The platform will have an interventional zone with five interventional radiology suites and three cardiac catheterisation labs. The surgical zone will have three cardiac operating rooms, 11 general operating rooms, including one dedicated to robotic surgery, and three hybrid operating rooms – equipped with advanced medical imaging technology for specialised neurosurgical, vascular, cardiac and other techniques. Work getting under way on the new acute care tower, phase two of the redevelopment of Royal Columbian Hospital; February 2020 - BC Government; CC licence on Flickr: https://creativecommons.org/licenses/by-nc-nd/2.0/

With two additional operating rooms on the obstetrical floor, the total number of operating rooms at the hospital will increase from 12 to 19. The interventional floor will also feature beds for pre/post-op care and a post-anaesthesia care unit.

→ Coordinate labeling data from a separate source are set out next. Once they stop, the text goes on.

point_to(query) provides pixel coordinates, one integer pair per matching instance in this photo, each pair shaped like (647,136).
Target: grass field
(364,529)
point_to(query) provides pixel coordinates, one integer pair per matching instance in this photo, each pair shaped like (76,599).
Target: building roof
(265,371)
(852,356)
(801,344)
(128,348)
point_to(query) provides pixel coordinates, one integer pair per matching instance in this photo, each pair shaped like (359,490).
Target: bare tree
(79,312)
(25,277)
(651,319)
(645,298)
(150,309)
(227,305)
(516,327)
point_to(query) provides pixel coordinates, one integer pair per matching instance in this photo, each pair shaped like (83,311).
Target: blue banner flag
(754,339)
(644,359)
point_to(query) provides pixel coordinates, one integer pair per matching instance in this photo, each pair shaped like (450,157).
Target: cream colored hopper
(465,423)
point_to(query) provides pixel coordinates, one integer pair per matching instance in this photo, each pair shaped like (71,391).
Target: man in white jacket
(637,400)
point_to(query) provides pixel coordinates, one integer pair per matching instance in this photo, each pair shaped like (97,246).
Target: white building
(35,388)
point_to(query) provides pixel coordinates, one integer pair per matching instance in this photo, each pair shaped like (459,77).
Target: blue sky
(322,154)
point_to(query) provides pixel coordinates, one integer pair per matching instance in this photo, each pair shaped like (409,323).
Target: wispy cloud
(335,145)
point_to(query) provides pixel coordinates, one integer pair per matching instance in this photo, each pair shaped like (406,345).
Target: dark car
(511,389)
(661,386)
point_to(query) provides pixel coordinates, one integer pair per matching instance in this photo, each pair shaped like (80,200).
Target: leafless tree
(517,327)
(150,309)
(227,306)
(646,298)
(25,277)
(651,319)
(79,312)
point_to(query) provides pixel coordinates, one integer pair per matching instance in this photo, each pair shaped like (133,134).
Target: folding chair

The floor’s design will increase efficiency and help minimise the amount of time it takes for patients to receive the care they need. Two coronary catheterisation labs, for example, will be located beside the stroke lab. This will allow patients coming to the hospital with an acute stroke or heart attack to move quickly from the emergency department to an interventional suite.

The platform will also bring together multidisciplinary healthcare providers, including surgeons, radiologists, cardiologists, nurses, support staff and administrators. Dr Ryan sees this as an opportunity to foster innovation and support.

“As a work environment, it’s going to be a great place,” he says. “There’s going to be a real buzz to it once everything is up and running. We’re bringing in the best equipment, the best technology, and when you bring those things, the best and brightest people are going to follow.”

The new tower is the second phase of a three-phase redevelopment project, estimated at $1.49 billion and funded by the provincial government, Fraser Health and the Royal Columbian Hospital Foundation. Parkin Architects is working with EllisDon on both phases two and three of the design-build project.